Data access and persistence/storage layers are irresistibly natural places for caching. They're doing the I/Os, making them handy, easy place to insert caching. I daresay that almost every DAL or persistence layer will, as it matures, be given a caching function--if it isn't designed that way from the very start.
The problem is intent. DAL and persistence layers deal with relatively low-level constructs--for example, records, tables, rows, and blocks. They don't see the "business" or application-layer objects, or have much insight into how they're being used at higher levels. When they see a handful of rows or a dozen blocks being read or written, it's not clear that they represent. "The Jones account we're currently analyzing" doesn't look much different from "some basic taxation rate reference data the app needs just once, and to which it won't refer again." At this layer, data is data is data.
Caching at the DAL/persistence layer risk having the "cold" tax reference data sitting there, pointlessly occupying 12.2MB of cache and displacing some account information that will, in fact, be intensively used in just a minute.
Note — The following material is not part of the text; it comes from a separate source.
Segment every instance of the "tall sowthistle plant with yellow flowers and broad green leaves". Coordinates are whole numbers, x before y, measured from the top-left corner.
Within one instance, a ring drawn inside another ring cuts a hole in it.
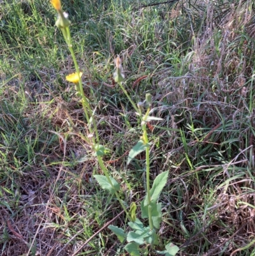
[[[179,248],[172,243],[168,243],[165,246],[164,251],[157,251],[154,249],[154,245],[159,244],[159,236],[157,234],[157,229],[160,227],[161,222],[161,203],[157,202],[157,199],[162,192],[167,178],[168,178],[168,171],[162,172],[159,174],[156,179],[154,180],[152,187],[150,188],[150,156],[149,156],[149,149],[150,149],[150,142],[149,137],[147,134],[147,123],[152,120],[160,121],[162,120],[159,117],[152,117],[150,116],[150,107],[152,104],[152,98],[150,94],[146,94],[146,98],[144,102],[138,102],[137,105],[131,97],[129,96],[128,92],[123,86],[124,81],[124,73],[121,64],[120,57],[117,56],[115,58],[115,72],[113,73],[113,78],[117,85],[120,86],[122,91],[126,94],[129,99],[129,102],[133,105],[136,115],[140,121],[142,136],[140,140],[136,143],[136,145],[131,149],[128,155],[128,164],[135,158],[136,155],[140,154],[141,152],[145,151],[146,154],[146,190],[147,194],[145,198],[142,200],[140,204],[140,209],[142,212],[142,218],[149,220],[149,225],[145,225],[139,218],[136,216],[136,203],[132,202],[129,211],[128,208],[125,206],[124,202],[120,199],[119,191],[120,191],[120,184],[110,176],[108,170],[106,169],[105,163],[103,162],[102,156],[105,154],[105,146],[100,144],[99,141],[99,133],[96,126],[96,121],[94,119],[94,111],[91,109],[91,105],[89,104],[89,99],[84,94],[84,89],[82,86],[82,72],[80,72],[80,68],[77,63],[77,59],[75,57],[73,51],[73,45],[71,42],[71,34],[69,30],[70,22],[68,20],[68,14],[62,11],[61,1],[60,0],[51,0],[52,6],[54,6],[55,10],[58,13],[57,21],[55,25],[61,29],[62,34],[64,36],[64,40],[68,45],[68,49],[71,53],[73,63],[75,64],[75,73],[66,76],[66,80],[68,82],[73,82],[75,84],[75,90],[77,91],[77,96],[81,98],[82,107],[84,109],[85,118],[87,121],[87,126],[89,130],[89,134],[84,135],[82,132],[78,130],[78,134],[85,142],[91,145],[92,150],[94,151],[94,156],[98,159],[99,166],[103,170],[104,175],[94,175],[96,181],[98,181],[101,188],[109,192],[111,195],[115,195],[115,197],[119,200],[120,206],[124,209],[126,213],[126,217],[129,219],[128,225],[131,227],[132,231],[126,233],[124,229],[121,227],[116,227],[113,225],[109,226],[109,229],[112,230],[113,233],[117,235],[120,242],[126,241],[128,242],[124,249],[133,256],[139,256],[140,253],[147,253],[149,254],[149,247],[150,250],[159,253],[161,255],[175,255]],[[77,128],[75,129],[77,133]],[[146,246],[141,246],[146,245]],[[150,245],[150,246],[148,246]],[[141,247],[140,247],[141,246]]]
Even the best cache managers are dealing with scant knowledge of the higher level data structures and connections, and little insight as to what operations are coming soon, so they fall back to guesstimation algorithms.
In contrast, application- or business-layer caching isn't nearly so neat. It requires inserting cache management operations or hints in the middle of other business logic, which makes the business code more complex. But the tradeoff is: Having more knowledge of how macro-level data is structured and what operations are coming up, it has a much better opportunity to approximate optimal ("clairvoyant" or "Bélády Min") caching efficiency.
Whether inserting cache management responsibility into business/application code makes sense is a judgment call, and will vary by applications. In many cases, while it's known that DAL/persistence layers won't get it "perfectly right," the tradeoff is that they can do a pretty good job, that they do so in an architecturally "clean" and much more intensively testable way, and that low-level catching avoids increasing the complexity of business/app code.
Lower complexity encourages higher correctness and reliability, and faster time-to-market. That is often considered a great tradeoff--less perfect caching, but better-quality, more timely business code.